Vous avez également insisté sur le fait que, même en l'absence de certitude sur les causes et sur les traitements, il est très important d'avoir des réponses pragmatiques rapides, dont certaines peuvent passer par des moyens peu utilisés comme le classement en longue maladie, même si le Covid long n'est pas dans la liste officielle des ALD.

Il est important aussi, pour le corps médical, de s'organiser : meilleure information des praticiens ; mise en place, sans que les deux s'excluent, de consultations interdisciplinaires avec des centres ad hoc qui peuvent avoir un caractère régionalisé, territorialisé en tout cas.

Ce qui est important est de rester pragmatique. Nous savons bien que la médecine est une subtile combinaison de science et de pragmatisme, d'expérimentation. La boussole qui doit nous guider ici est le bien-être et le réconfort des citoyens qui sont en souffrance.

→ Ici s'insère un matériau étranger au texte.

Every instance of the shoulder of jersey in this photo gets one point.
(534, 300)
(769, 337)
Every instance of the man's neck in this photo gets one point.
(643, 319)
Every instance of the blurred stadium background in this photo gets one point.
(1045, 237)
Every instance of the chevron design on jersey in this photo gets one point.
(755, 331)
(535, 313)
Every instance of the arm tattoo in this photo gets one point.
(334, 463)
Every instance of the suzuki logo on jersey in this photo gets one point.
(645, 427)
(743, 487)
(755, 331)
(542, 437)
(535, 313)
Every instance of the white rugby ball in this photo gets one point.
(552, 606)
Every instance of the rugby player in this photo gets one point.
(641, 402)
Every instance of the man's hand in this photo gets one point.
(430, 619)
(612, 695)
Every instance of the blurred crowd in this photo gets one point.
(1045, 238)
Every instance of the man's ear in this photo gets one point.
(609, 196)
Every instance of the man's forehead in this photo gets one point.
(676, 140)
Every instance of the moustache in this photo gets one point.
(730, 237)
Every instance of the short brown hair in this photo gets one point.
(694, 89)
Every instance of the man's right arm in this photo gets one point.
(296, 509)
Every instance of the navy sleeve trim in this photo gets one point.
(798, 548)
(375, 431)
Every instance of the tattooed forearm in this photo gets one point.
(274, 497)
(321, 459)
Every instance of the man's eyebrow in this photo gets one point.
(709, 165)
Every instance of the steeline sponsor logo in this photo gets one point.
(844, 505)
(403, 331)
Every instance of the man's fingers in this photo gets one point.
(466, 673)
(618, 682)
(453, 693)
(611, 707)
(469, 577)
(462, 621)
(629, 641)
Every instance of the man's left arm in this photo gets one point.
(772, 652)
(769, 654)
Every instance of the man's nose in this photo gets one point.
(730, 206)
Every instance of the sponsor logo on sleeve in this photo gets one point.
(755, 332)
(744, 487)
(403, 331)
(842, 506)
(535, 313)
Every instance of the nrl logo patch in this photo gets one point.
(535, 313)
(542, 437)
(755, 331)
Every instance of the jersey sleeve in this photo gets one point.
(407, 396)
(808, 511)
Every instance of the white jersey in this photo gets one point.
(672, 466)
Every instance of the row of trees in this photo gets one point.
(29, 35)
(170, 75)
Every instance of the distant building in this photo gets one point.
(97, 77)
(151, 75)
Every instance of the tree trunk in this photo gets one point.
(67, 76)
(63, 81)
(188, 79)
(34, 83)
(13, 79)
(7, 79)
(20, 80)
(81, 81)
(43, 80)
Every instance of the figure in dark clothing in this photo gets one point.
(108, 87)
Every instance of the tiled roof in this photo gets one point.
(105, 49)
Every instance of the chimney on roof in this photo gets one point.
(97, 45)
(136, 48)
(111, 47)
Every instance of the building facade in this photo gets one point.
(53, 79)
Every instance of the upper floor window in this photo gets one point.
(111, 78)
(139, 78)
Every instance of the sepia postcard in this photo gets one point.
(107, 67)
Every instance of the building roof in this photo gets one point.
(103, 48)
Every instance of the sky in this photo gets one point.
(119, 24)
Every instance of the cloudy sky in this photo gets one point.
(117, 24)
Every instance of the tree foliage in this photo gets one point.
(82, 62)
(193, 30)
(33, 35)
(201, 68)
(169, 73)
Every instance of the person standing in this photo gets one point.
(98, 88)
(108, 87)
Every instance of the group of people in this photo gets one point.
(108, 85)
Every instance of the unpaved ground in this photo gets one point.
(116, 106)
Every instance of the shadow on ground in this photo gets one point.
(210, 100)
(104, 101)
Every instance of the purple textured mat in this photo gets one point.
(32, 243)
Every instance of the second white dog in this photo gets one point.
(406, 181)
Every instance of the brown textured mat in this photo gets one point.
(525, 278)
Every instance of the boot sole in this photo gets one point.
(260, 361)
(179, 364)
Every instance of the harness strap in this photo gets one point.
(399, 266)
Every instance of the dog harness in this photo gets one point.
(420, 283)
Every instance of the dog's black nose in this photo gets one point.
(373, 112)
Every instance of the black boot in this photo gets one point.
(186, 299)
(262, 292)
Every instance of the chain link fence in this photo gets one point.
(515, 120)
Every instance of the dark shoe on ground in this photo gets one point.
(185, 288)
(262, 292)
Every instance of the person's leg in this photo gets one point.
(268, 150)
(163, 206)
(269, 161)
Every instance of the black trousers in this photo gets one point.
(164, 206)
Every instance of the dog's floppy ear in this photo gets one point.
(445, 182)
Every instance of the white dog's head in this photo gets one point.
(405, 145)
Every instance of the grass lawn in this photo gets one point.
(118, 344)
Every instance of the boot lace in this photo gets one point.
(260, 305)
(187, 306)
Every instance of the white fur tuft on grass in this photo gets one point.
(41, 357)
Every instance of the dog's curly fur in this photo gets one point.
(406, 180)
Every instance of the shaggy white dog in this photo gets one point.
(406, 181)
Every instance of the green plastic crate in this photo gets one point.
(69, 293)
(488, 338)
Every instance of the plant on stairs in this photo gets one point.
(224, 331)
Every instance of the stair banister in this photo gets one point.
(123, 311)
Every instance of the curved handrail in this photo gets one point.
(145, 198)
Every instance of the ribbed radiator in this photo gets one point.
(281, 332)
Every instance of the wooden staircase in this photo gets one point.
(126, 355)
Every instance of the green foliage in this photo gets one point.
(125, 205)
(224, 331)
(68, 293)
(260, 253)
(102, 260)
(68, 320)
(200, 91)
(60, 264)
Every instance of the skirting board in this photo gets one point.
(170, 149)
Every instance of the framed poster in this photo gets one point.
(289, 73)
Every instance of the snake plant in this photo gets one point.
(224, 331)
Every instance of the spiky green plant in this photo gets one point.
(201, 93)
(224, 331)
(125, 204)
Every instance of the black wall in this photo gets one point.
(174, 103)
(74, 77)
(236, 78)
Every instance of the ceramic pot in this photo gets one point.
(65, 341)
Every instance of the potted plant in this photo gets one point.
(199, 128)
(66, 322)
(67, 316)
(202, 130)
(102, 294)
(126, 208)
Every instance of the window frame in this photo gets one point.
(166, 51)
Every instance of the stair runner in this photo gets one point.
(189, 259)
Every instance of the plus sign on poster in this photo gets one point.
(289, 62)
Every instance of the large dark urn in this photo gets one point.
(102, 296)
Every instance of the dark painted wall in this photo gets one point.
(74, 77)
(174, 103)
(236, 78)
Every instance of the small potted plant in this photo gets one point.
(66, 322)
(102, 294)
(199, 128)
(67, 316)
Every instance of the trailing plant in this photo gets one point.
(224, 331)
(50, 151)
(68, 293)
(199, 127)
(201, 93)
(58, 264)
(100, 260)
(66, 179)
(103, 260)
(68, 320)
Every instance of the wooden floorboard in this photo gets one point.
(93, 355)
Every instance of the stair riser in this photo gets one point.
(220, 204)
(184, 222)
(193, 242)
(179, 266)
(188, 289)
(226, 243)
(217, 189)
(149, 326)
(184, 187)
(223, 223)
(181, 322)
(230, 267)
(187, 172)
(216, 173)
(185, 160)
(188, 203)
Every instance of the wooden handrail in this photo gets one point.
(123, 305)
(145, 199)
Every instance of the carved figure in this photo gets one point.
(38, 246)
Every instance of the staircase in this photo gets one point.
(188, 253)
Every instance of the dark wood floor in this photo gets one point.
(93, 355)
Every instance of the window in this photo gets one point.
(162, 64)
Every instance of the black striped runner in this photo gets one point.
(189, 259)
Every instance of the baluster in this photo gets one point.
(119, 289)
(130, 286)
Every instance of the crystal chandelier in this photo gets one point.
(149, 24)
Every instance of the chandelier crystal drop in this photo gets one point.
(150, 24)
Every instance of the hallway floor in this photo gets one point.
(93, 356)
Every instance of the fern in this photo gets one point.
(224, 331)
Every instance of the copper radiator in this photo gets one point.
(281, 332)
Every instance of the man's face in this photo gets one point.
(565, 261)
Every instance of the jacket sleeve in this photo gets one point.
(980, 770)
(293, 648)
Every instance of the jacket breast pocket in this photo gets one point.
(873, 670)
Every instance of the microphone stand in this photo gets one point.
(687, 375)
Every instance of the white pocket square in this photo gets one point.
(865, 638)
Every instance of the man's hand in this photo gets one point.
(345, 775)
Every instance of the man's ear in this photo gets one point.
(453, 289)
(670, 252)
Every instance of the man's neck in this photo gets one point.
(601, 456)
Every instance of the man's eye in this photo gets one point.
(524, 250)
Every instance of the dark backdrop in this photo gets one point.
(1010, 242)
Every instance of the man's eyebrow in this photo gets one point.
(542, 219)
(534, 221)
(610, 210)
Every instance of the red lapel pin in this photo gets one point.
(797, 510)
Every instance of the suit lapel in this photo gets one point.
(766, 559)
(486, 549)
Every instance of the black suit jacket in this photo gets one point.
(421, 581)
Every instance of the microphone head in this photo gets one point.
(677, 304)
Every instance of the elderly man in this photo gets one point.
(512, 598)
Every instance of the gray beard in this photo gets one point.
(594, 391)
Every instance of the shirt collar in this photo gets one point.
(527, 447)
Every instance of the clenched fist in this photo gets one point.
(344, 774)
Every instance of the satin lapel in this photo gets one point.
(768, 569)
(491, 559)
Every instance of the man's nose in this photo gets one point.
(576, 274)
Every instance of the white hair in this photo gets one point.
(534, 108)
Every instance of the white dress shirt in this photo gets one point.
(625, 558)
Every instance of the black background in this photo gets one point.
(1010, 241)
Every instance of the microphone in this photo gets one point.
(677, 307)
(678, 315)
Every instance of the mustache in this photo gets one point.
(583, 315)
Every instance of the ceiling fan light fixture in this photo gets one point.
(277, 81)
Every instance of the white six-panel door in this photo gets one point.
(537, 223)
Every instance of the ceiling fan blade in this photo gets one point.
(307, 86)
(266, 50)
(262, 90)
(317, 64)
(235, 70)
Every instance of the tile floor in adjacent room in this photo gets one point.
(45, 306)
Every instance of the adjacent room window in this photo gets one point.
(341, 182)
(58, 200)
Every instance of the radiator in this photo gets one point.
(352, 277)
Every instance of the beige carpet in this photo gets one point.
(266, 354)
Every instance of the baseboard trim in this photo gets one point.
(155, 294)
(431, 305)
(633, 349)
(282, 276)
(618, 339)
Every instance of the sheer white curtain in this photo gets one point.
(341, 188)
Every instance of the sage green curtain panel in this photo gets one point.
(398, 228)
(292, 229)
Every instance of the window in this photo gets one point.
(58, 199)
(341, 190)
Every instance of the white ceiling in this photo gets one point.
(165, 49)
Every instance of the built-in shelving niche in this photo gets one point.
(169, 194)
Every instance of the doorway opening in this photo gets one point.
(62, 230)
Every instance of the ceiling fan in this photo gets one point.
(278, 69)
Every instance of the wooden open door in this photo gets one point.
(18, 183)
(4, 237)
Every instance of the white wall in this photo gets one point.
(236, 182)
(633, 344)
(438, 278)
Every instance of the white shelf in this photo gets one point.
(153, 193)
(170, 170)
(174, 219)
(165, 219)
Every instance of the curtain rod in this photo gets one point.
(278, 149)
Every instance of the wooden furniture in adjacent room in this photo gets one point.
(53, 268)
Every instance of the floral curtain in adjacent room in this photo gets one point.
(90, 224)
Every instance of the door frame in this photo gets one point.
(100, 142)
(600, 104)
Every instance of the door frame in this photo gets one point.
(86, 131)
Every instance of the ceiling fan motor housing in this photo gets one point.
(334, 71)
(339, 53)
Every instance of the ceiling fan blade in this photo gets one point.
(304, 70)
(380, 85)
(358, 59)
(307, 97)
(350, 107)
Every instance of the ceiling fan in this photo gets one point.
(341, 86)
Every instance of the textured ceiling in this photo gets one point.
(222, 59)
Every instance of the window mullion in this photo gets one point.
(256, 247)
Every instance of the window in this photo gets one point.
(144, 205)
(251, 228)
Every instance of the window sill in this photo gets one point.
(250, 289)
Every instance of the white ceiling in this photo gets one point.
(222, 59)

Ma dernière remarque ira vers la recherche. Vous avez insisté sur l'importance des moyens, de la réactivité et de la vitesse. Hier, l'Élysée annonçait la mise en œuvre de moyens importants dans la lutte contre le Covid, sur la recherche en particulier. Le communiqué publié hier dit très précisément que 460 millions d'euros seront mobilisés cette année pour soutenir les laboratoires et entreprises engagés dans la lutte contre le Covid-19. Évidemment, ce soutien aux laboratoires inclura un volet sur les questions vaccinales et sur d'autres questions déjà bien identifiées. Il faut aussi qu'il y ait un soutien aux opérations de recherche. Comme vous l'avez dit, si des opérations « Covid flash » étaient mises en place l'an dernier, aujourd'hui les outils sont redevenus plus délicats à manier, et il est important de réaffirmer l'importance de ces programmes urgents par rapport, notamment, au Covid long qui nous occupe ce matin.

Voilà les remarques principales qui me viennent à l'issue de ces échanges. Nos débats feront l'objet d'un compte rendu, d'une synthèse et de recommandations, dans le cadre du travail confié par l'Office aux quatre rapporteurs sur l'épidémie de Covid.

Il me reste à vous remercier une nouvelle fois pour cet échange qui a été mené dans un climat extrêmement constructif, en étant à l'écoute des besoins des patients, de la science et de la recherche.